La Nouvelle Tribune : Les prix de l’immobilier dans le monde ne cessent d’augmenter. Pourquoi selon vous ?
M. Jamal Bouaichi : C’est une excellente question et mes réponses pour cet entretien reflètent mon opinion personnelle. En règle générale, l’explosion démographique, la pénurie de logements décents sur le marché et des taux hypothécaires bas ont tendance à être des facteurs clés de la montée en flèche des prix de l’immobilier. Cependant, il peut y avoir d’autres facteurs tels que le développement de nouvelles infrastructures (écoles, hôpitaux, routes, grandes entreprises, etc.). Aussi, les gens ne sont pas intéressés par les longs trajets, préférant plutôt vivre à proximité de leur lieu de travail. Aux États-Unis et dans d’autres régions du monde, une modification des lois de zonage à même de permettre une dynamique commerciale pourrait être un autre facteur d’augmentation du prix de l’immobilier. Un autre facteur clé est le fait que les coûts de construction en termes de main-d’œuvre et de matériaux ont tendance à augmenter chaque année. En tant que tel, l’inflation rend les propriétés plus chères. Il est bon de noter que si le prix nominal de la propriété n’augmente pas d’environ 2% à 3% par an, cela indique que le propriétaire perd effectivement de l’argent en termes réels. Cela est dû au fait que l’inflation augmente alors que le prix des propriétés ne le fait pas ! Une fois qu’un emplacement devient attractif et populaire, créant des activités socio-économiques telles que les restaurants, les centres commerciaux, les immeubles de bureaux… ce qui correspond au style de vie préféré de nombreuses personnes, par conséquent, les propriétaires de ce marché résidentiel commencent à négocier avec une prime. Il est clair que plus un emplacement devient développé, plus les gens veulent y vivre et les prix vont continuer d’augmenter.

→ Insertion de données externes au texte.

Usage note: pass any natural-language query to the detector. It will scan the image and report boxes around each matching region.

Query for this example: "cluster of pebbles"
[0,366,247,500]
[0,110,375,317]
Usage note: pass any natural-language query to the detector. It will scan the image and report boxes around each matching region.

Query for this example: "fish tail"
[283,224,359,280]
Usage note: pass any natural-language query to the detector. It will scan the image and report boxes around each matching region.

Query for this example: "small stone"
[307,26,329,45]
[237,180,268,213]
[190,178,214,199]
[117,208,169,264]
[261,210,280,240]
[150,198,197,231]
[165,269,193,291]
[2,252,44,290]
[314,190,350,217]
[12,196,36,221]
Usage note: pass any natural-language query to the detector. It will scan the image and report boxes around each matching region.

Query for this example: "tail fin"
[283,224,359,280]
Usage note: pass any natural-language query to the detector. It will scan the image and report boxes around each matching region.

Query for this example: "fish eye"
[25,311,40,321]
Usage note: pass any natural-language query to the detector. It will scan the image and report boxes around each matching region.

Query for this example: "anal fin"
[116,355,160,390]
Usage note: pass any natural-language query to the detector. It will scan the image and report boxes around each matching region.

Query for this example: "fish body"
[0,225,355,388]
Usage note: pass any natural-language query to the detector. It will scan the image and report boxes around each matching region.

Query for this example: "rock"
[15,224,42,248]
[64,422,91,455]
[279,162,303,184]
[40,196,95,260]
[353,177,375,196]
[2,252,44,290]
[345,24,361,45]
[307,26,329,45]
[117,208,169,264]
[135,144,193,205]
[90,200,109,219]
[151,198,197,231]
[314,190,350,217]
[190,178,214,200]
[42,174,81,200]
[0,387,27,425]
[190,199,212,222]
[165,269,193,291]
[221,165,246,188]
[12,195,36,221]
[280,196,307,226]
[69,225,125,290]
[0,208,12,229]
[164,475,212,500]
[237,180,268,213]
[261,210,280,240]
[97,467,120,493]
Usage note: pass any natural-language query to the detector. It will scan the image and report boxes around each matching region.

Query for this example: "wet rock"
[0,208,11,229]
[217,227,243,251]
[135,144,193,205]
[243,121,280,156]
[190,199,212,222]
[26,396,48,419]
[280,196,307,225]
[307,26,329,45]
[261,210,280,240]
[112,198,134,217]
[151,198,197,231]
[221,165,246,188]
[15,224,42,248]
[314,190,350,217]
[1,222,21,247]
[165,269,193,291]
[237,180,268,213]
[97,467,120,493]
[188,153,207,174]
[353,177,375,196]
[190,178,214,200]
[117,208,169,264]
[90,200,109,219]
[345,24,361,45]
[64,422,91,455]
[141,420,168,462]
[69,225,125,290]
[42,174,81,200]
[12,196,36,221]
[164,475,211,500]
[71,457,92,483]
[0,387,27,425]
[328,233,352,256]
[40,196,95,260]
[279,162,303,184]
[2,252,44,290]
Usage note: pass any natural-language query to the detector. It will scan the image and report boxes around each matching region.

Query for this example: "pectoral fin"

Ne pensez-vous pas que parler aujourd’hui de prix abordables relève un peu de l’utopie ?
Oui. Je pense que parler de prix abordables aujourd’hui est utopique car cela tend à imaginer une société et un environnement conçus pour être parfaits. Mais la réalité est que nous n’en sommes pas encore là. Il reste encore beaucoup à faire pour promouvoir et développer des communautés avec des logements souhaitables et abordables pour les familles démunies de par le monde. Combien de fois avez-vous entendu parler d’une offre suffisante de logements accessibles à des prix abordables ? Les débats se focalisent généralement sur le coût et prennent rarement en compte les avantages socio-économiques, environnementaux et fiscaux qui en découlent. Je suis convaincu qu’une fois cette question du logement abordable, notamment son impact positif en matière de cohésion sociale, est perçue à sa juste valeur, les décideurs du monde entier vont certainement mettre les bouchées doubles pour se rattraper, rectifier le tir et être à jour d’un défi pareil. Aux États-Unis, il est très clair que le logement abordable est l’une des principales priorités avec comme mission-phare, la création de logements abordables, de qualité, durables et inclusifs pour tous.

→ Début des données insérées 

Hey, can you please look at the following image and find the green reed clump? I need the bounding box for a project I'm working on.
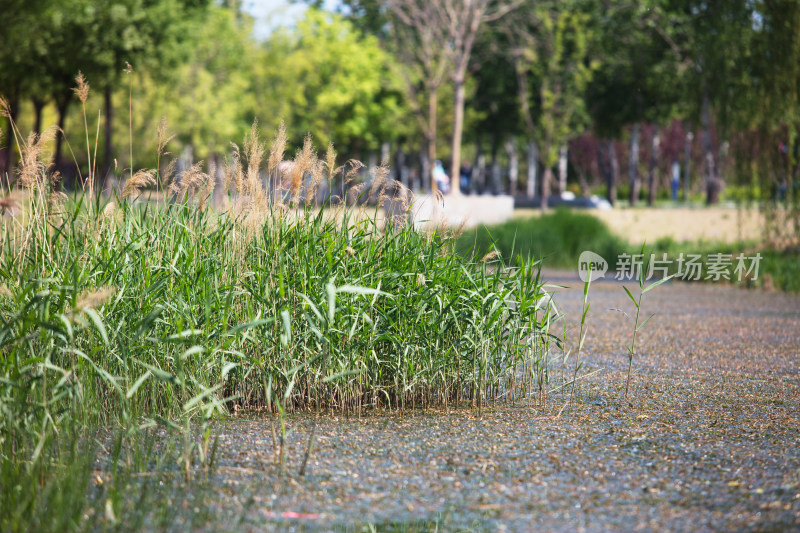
[0,82,558,531]
[0,113,564,441]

Ne pensez-vous pas également que la spéculation reste une pratique qui complique davantage le droit des citoyens à un toit décent à un prix abordable ?
Absolument. La spéculation, qui est une stratégie d’investissement consistant à acheter à bas prix et à vendre à un prix très élevé, complique encore davantage le droit des citoyens à un logement abordable et décent. Veuillez noter que la spéculation immobilière a contribué de manière très significative à la hausse des prix des logements. Elle a aussi et surtout compliqué et contribué gravement et de manière très négative au ralentissement économique de la période 2007-2009. À ce titre, il est très important d’examiner de plus près cette question, car elle présente un sérieux obstacle pour l’accessibilité des citoyens à un toit décent à des prix abordables.
Existe-t-il aujourd’hui un modèle plus ou moins rationnel ?
Oui, il existe aujourd’hui plusieurs modèles adoptés par les pays développés du monde entier.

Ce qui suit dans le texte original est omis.